As the weather warms up, more and more Melbourians are inspired to ditch the gym and take up running. Whilst a great and convenient form of exercise, running also places a lot of load on the body.
We commonly see patients who have sustained a hip, knee or ankle injury just weeks after taking up running.
It’s no surprise, given running can create ground reaction forces 3-4x your body weight with each step!
With most distance runners taking between 150-180 steps per minute, that’s a lot of extra demand on your soft tissue and joints!
This blog post will go through some Do’s and Don’ts of taking up running.
Invest in the right gear. You don’t have to spend $1000s, but your Vintage 1996 trainers are probably not going to cut it. Generally, you should replace your runners every 600-800kms. Everyone is different so it’s worth getting properly fitted at a specialty Sports/Running shoe store, and if in doubt, speak to your Physio or Podiatrist first.
Cross train! There is a lot of evidence in support of strength and cross training for Runners in not only reducing injury risk, but also improving performance. This could be weight lifting, pilates, swimming, cycling, or a combination of the above. Single leg stability and strength exercises are particularly useful- this could include lunges, split squats, single leg deadlifts and calf raises.
Start gradually. Start with intervals of walking and running. It is important to listen to your body to determine how much running is right for you. There is no specific recipe or one size fits all when it comes to this (every individual is different). A general guideline is to start by using a 1:4 ratio with running at a moderate intensity (walk for 4 minutes and run for 1 minute) gradually build this up so that your ratio becomes 2:1 (you should be running double the distance you can walk, e.g. walk for 4 minutes run for 8 minutes).
Once you have reached this point you are ready to attempt your “running baseline”. Your running baseline is how long you can comfortably run for.
Take this figure and only ever increase your training load by no more than 10% per week. Above this figure results in a significantly increased risk or injury.
Your training load is not just total time or distance, but also intensity, hills, speedwork. Pick one variable at a time to increase.
Set a goal. This helps keep you motivated and accountable. Whether it be running 20minutes non-stop or completing a 5, 10km or Marathon. If you’re going straight for a big goal of a Marathon, try to set smaller goals along the way to stay motivated.
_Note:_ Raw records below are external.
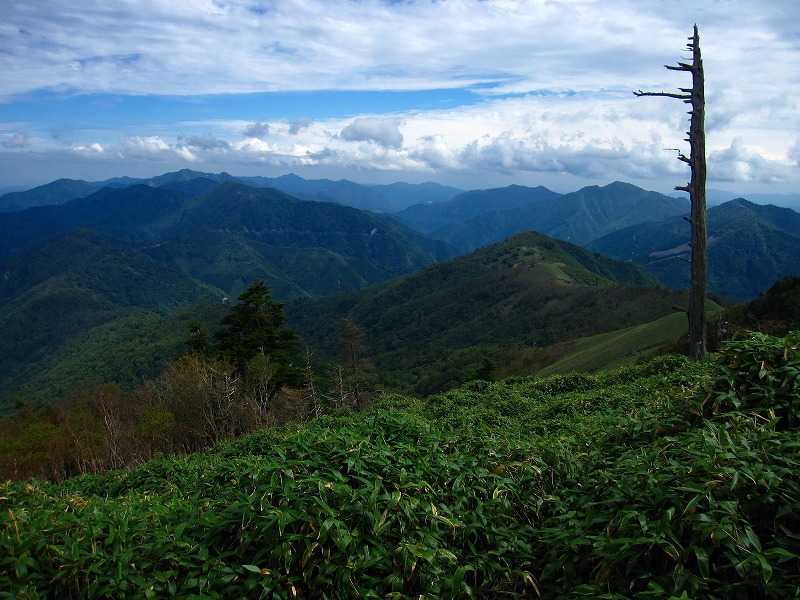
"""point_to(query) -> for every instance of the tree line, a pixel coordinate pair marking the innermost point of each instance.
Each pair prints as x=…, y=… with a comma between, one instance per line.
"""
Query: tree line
x=248, y=375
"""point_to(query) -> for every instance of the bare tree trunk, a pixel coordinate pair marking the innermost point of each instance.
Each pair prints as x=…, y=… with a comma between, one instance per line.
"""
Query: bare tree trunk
x=697, y=193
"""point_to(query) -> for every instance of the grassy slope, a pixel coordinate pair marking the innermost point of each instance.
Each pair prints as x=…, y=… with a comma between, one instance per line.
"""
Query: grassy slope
x=567, y=486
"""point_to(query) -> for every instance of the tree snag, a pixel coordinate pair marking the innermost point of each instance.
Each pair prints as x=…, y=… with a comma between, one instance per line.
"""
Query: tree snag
x=696, y=188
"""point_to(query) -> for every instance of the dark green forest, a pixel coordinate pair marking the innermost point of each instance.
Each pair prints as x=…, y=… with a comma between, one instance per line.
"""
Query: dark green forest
x=212, y=388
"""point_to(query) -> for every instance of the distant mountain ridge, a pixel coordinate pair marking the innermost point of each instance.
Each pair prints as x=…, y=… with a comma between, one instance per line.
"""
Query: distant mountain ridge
x=69, y=284
x=750, y=247
x=525, y=292
x=578, y=217
x=145, y=215
x=377, y=198
x=127, y=258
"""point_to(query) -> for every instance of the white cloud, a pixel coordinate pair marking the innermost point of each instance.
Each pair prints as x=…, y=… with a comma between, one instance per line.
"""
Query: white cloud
x=554, y=79
x=259, y=129
x=384, y=132
x=16, y=140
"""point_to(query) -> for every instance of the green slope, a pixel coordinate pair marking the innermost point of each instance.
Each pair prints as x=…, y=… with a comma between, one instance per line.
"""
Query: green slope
x=66, y=286
x=750, y=246
x=578, y=217
x=529, y=291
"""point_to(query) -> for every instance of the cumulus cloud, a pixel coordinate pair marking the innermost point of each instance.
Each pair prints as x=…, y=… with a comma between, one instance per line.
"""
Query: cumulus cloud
x=382, y=131
x=537, y=88
x=204, y=142
x=259, y=129
x=17, y=140
x=298, y=125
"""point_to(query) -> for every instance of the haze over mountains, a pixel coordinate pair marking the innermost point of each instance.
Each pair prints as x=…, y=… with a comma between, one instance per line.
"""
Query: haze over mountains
x=437, y=277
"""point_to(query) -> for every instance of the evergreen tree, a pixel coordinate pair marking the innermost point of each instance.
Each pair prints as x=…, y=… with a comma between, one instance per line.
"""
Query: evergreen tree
x=256, y=326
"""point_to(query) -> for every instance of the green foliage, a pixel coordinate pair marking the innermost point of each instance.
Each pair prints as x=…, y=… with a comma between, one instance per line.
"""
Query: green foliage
x=753, y=246
x=757, y=376
x=530, y=291
x=664, y=479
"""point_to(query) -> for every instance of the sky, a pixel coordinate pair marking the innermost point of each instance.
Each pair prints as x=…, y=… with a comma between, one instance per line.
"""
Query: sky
x=469, y=93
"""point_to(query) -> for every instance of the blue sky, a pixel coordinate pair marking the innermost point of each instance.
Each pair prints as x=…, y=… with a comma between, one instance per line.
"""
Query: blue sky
x=470, y=93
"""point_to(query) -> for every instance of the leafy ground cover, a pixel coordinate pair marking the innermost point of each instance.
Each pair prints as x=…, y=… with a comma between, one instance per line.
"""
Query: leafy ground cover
x=666, y=479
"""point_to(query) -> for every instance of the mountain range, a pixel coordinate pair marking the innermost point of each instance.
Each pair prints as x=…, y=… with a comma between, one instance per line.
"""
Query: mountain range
x=437, y=278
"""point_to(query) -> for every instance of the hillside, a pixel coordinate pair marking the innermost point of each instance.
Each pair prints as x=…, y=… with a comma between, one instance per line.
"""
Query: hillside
x=430, y=217
x=378, y=198
x=578, y=217
x=146, y=215
x=750, y=246
x=526, y=292
x=68, y=285
x=56, y=192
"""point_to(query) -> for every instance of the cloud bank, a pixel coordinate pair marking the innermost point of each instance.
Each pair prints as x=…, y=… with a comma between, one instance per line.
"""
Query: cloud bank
x=460, y=90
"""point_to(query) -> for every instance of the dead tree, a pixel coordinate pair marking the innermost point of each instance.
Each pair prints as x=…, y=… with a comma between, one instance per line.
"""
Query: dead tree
x=696, y=188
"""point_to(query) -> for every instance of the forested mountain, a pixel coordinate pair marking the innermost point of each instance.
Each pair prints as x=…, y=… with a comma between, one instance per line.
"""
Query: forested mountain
x=578, y=217
x=56, y=192
x=68, y=285
x=523, y=293
x=145, y=215
x=750, y=246
x=125, y=262
x=430, y=217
Run every day. This is a quick way to increase your injury risk. Your body will become accustomed to the demands of running, but it needs rest between sessions to do this. Start with 2-3 runs per week. In the first 4-6 weeks of getting started, 24-48hours between sessions is often necessary to allow for recovery. Listen to your body and take an extra day if you are feeling particularly fatigued.
Ignore pre-existing injuries or niggles. So often, we have patients come in and tell us they begun running on an already painful knee or ankle. If you have a niggle, see your physio before you start running. They can then provide you with a “pre-hab” plan once you are pain free, to prevent the injury recurring.
Neglect interval/Fartlek training if you are trying to get faster. After your first couple of months of building up a base, incorporating speedwork will result in big improvements in performance. Fartlek training means “speed play”. There are many different ways to incorporate speedwork. It could be running at hard pace for the last 1 minute of every 5 minute block, or 6x500m at 70% maximum pace.
A recent study in Denmark found that by following the 30-20-10 training method, participants improved their 5km time by an average of 48 seconds, despite actually decreasing their training mileage!
This method involves 3x 5 minute blocks with 2 minutes rest between blocks and a warm up/cool down. During each 5 minute block, run 30seconds easy, 20 seconds moderate and 10 seconds at maximal intensity (1 minute total) and repeat x5, followed by a 2 minute rest. This is then repeated for a total of three blocks.